Circle, a cryptocurrency company, has lost billions of dollars in cryptocurrency reserves due to the collapse of Silicon Valley Bank (SVB) in California. Circle had $3.3 billion of its cash reserve with the bank, which has now gone bankrupt.
The collapse of the bank has caused a significant decline in the general cryptocurrency market, particularly stablecoins. Circle has announced that the $3.3 billion it held with the now-collapsed Silicon Valley Bank will be “fully available” on a following Monday when the U.S. Banks open after the SVB closed.
The Silicon Valley Bank closure has caused a stir in the cryptocurrency industry. However, experts believe that cryptocurrency is a bystander in the bank collapses and that the banks’ failures are not related to cryptocurrency.
It is important to note that the regulatory picture of cryptocurrency in the United States is still murky, and regulators are scrambling to catch up.
The rapid emergence of cryptocurrency has led to a situation where some banks are taking an aggressive approach to bringing cryptocurrency into banks, while other agencies are slower to act.
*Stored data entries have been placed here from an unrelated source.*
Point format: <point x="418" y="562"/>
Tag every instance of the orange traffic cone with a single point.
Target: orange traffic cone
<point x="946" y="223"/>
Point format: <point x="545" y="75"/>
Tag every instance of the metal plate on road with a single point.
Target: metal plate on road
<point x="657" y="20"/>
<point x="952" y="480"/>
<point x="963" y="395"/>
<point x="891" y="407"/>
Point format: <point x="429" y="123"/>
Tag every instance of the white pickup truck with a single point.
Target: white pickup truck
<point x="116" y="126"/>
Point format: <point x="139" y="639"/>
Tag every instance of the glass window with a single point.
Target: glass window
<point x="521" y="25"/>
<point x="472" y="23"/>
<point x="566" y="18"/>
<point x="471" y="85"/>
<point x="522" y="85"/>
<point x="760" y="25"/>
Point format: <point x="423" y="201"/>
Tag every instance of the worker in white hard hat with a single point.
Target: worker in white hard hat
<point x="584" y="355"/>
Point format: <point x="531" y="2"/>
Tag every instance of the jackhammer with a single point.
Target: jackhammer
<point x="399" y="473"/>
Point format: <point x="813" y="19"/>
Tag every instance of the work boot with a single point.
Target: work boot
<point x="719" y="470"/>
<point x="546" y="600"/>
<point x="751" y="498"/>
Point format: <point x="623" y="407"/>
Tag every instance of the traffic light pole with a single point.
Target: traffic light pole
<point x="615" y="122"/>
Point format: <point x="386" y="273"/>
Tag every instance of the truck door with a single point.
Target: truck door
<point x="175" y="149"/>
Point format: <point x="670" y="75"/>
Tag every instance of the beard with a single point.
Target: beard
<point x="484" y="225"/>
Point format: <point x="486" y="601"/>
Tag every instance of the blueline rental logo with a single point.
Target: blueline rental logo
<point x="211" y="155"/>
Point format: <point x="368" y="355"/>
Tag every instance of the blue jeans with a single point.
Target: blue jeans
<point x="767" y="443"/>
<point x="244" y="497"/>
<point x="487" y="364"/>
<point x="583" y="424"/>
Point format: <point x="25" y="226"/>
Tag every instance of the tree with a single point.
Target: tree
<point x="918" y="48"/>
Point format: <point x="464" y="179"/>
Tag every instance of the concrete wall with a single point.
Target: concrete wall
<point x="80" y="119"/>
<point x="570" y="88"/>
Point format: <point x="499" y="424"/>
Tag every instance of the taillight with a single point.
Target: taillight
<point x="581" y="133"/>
According to a report by the International Monetary Fund (IMF), the cryptocurrency boom poses new challenges to financial stability. The report describes the risks posed by the crypto ecosystem and offers some policy options to help navigate this uncharted territory.
The total market value of all the crypto assets surpassed $2 trillion—a 10-fold increase since early 2020.
The report also noted that certain characteristics of crypto have “acutely amplified instability” within the blockchain ecosystem, including lack of basic risk controls to protect against runs, excess availability of leverage and prices that swing quickly and “appear to be primarily driven by speculation rather than grounded in current fundamental economic use cases.”